A heavy penetration of renewable resources will be key to that shift, Agnevall noted, but because wind and solar energy are intermittent utilities will need to find balancing power to ensure a stable electric grid. Analysis conducted by Wärtsilä suggests that the G20 countries will need over 11,000 GW of wind and solar power to build 100% renewable energy systems, in turn requiring 933 GW of carbon-neutral thermal balancing capacity.
Hydrogen could help fill that role. It could also have huge implications for carbon emissions in big markets like steel and even aviation, said Patrick Molloy, senior associate, breakthrough technologies, with RMI. Those are sectors that have so far struggled to decarbonize in a significant way, but hydrogen offers them a way to do so.
“Part of the reason for the excitement you often hear is because some of our largest emitting sectors now have a pathway, and that pathway is very early in many ways but also in some ways is ready for this transition,” he said.

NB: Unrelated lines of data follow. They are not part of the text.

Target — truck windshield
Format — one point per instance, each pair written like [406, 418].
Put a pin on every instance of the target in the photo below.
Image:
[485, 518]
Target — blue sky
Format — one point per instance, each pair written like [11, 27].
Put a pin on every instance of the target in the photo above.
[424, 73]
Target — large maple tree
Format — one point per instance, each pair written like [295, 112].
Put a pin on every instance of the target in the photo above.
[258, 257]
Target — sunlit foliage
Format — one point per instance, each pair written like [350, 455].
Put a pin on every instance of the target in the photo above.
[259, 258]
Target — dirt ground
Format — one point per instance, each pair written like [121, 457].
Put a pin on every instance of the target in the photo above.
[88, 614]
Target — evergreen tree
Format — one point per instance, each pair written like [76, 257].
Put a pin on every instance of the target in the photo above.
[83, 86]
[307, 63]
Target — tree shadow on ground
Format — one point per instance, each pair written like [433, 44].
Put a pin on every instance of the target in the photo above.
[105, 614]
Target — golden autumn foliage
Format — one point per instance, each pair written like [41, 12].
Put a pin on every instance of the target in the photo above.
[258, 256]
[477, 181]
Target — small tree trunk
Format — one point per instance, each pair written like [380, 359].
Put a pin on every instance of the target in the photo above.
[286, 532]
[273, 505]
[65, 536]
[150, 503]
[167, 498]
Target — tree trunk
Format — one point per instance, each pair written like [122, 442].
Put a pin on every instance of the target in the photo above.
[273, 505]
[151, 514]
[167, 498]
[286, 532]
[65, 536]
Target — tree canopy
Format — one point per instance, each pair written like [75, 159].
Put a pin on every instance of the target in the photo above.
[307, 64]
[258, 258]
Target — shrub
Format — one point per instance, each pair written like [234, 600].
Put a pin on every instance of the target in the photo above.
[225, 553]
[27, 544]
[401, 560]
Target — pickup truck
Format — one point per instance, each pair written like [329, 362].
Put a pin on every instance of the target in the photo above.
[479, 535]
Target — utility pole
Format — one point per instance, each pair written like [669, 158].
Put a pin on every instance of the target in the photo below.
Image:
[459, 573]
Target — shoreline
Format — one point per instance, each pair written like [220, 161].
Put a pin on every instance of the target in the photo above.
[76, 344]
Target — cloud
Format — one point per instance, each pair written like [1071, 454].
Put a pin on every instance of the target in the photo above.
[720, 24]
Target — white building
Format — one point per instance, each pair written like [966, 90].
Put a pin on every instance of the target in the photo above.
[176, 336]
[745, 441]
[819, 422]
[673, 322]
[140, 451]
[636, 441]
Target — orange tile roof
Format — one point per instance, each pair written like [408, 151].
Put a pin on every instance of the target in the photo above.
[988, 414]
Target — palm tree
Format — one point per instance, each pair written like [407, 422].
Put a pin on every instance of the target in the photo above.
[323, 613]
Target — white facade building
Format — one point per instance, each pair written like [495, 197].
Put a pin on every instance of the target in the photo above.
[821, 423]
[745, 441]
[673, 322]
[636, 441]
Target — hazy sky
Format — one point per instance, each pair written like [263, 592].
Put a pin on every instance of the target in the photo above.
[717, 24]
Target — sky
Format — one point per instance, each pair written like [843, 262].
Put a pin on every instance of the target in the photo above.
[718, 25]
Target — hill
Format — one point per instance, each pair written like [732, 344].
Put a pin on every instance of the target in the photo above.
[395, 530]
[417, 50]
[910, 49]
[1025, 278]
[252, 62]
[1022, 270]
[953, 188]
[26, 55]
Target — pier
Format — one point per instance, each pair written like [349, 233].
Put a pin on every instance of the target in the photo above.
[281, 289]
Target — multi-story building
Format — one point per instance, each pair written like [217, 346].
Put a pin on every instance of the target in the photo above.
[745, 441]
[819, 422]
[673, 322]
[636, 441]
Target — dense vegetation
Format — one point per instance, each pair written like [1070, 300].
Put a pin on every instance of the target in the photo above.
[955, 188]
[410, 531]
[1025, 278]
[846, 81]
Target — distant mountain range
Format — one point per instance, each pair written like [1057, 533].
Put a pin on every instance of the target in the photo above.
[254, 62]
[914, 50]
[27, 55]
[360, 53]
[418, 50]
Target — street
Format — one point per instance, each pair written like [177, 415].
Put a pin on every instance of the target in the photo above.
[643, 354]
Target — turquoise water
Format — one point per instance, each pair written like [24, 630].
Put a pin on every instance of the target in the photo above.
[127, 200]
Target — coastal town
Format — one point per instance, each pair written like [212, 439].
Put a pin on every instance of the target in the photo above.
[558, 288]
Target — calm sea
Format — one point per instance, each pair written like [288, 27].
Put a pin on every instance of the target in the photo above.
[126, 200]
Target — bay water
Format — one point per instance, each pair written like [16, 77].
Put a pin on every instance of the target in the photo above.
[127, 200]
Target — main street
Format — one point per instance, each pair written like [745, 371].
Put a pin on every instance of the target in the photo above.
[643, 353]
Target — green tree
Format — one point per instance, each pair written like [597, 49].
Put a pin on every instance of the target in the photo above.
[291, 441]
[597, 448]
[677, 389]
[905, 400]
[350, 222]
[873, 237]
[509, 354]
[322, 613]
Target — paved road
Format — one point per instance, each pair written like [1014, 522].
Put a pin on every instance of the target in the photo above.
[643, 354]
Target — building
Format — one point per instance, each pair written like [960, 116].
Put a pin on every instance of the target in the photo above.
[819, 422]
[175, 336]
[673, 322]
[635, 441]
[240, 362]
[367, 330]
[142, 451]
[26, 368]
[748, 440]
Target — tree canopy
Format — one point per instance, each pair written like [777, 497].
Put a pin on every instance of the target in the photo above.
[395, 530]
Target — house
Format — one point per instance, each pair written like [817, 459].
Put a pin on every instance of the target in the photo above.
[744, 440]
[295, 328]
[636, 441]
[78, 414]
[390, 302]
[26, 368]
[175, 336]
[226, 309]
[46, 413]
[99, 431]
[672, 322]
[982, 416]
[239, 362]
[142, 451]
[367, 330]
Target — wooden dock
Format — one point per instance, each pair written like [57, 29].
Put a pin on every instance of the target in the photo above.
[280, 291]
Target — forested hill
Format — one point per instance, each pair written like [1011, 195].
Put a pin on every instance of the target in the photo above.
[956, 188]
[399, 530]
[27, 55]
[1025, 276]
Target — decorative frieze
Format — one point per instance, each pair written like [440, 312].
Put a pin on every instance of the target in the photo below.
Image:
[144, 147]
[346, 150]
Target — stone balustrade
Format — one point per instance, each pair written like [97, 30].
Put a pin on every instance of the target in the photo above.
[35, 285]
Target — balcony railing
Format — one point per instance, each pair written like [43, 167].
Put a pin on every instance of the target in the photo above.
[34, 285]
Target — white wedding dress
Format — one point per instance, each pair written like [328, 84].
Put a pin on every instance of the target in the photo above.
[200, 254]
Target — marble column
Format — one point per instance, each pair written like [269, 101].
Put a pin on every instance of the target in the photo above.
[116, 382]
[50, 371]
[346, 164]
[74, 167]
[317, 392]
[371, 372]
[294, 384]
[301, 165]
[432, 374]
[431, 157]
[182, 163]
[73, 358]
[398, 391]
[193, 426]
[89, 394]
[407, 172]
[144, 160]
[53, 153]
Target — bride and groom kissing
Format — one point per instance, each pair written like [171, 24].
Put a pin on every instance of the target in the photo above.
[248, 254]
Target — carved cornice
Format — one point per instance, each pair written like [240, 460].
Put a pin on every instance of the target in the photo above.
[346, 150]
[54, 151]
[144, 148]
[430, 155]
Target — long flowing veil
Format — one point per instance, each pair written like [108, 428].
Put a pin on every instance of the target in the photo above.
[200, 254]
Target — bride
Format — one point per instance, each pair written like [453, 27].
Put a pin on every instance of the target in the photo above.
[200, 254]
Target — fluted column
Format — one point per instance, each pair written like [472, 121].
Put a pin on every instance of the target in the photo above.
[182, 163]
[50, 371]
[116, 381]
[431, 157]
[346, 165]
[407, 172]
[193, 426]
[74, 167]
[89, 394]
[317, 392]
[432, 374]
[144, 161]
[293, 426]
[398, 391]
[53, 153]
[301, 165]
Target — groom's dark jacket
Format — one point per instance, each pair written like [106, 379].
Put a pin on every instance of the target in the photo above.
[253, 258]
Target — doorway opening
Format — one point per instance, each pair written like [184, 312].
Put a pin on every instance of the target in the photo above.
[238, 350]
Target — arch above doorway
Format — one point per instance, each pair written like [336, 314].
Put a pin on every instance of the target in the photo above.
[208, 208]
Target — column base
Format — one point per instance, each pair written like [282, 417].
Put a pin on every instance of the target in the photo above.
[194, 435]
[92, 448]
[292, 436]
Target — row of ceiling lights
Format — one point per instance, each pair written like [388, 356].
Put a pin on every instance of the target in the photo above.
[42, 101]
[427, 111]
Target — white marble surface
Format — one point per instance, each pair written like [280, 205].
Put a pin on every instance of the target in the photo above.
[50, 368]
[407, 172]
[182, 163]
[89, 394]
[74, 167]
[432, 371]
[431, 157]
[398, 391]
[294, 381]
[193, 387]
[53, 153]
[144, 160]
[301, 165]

Wärtsilä’s engines can currently run on a 15% to 25% blend of hydrogen, Agnevall said. Its new project, which is based in Vaasa, Finland, is exploring ways to upgrade its balancing gas engines to run on pure hydrogen instead.
“Our base engine concept is very flexible — it can take very different types of fuels already today. But now, we’re evolving this flexibility up to 100% hydrogen,” Agnevall said.
Developing infrastructure that can run on pure hydrogen could have significant implications for the U.S. power sector. Some utilities are already exploring the potential of hydrogen — NextEra Energy, for instance, views it as a key piece of deep decarbonization efforts and has said it's rolling out small hydrogen projects. And Sempra Energy, parent company of the nation’s largest gas utility Southern California Gas, is aiming to be a leader in the space as well.
If Wärtsilä is successful, utilities can take engines that currently run on fossil fuels and convert them to “the next generation of fuel further down,” Agnevall said, so “we provide, you could say, an insurance that you will not be sitting there with stranded assets.”
However, creating engines that can run on pure hydrogen is just one part of a larger infrastructural effort that will be needed to deploy the fuel at scale. Other parties will need to work on fuel availability, as well as building out a distribution network, Agnevall said.
“When you develop a new technology, you need to face [the fact] that you are part of an ecosystem, so you cannot do it alone,” he added.
The global market for hydrogen is currently around 110 to 120 million metric tons, largely concentrated in oil refining and ammonia production, so there is some pre-existing knowledge of how to move the fuel around, Molloy said. Direct pipelines are one option, but smaller volumes of hydrogen can also be transported in canisters, sometimes liquefied. Another option is using hydrogen to produce zero-carbon ammonia, then transporting that ammonia in liquid form. All these solutions have different challenges, but also offer different flexibilities, he said.
“That is very much a live conversation about when we get to increased volume and more diverse use cases, about which system is best for that kind of support,” Molloy added.
NRDC’s Fakhry sees certain challenges for the hydrogen sector on both the supply side and distribution side. With the former, the key issue is getting it to a cost point that is absorbable by customers, and the main way to address that is to actually deploy it more and achieve economies of scale, she said. On the distribution side, there are a whole suite of other questions — the industry is still figuring out how much of the gas can be blended into current systems. And then, there’s the broader question of whether utilities should be building long-lived, expensive new pipelines when there are still uncertainties around the ultimate scope of hydrogen, Fakhry said.
“Distribution is really a difficult question… because we know we need to start investing in hydrogen in this decade to get cost reductions and experience, so how do we do that in the most no-regrets manner, such that we are not investing in premature assets?” she added.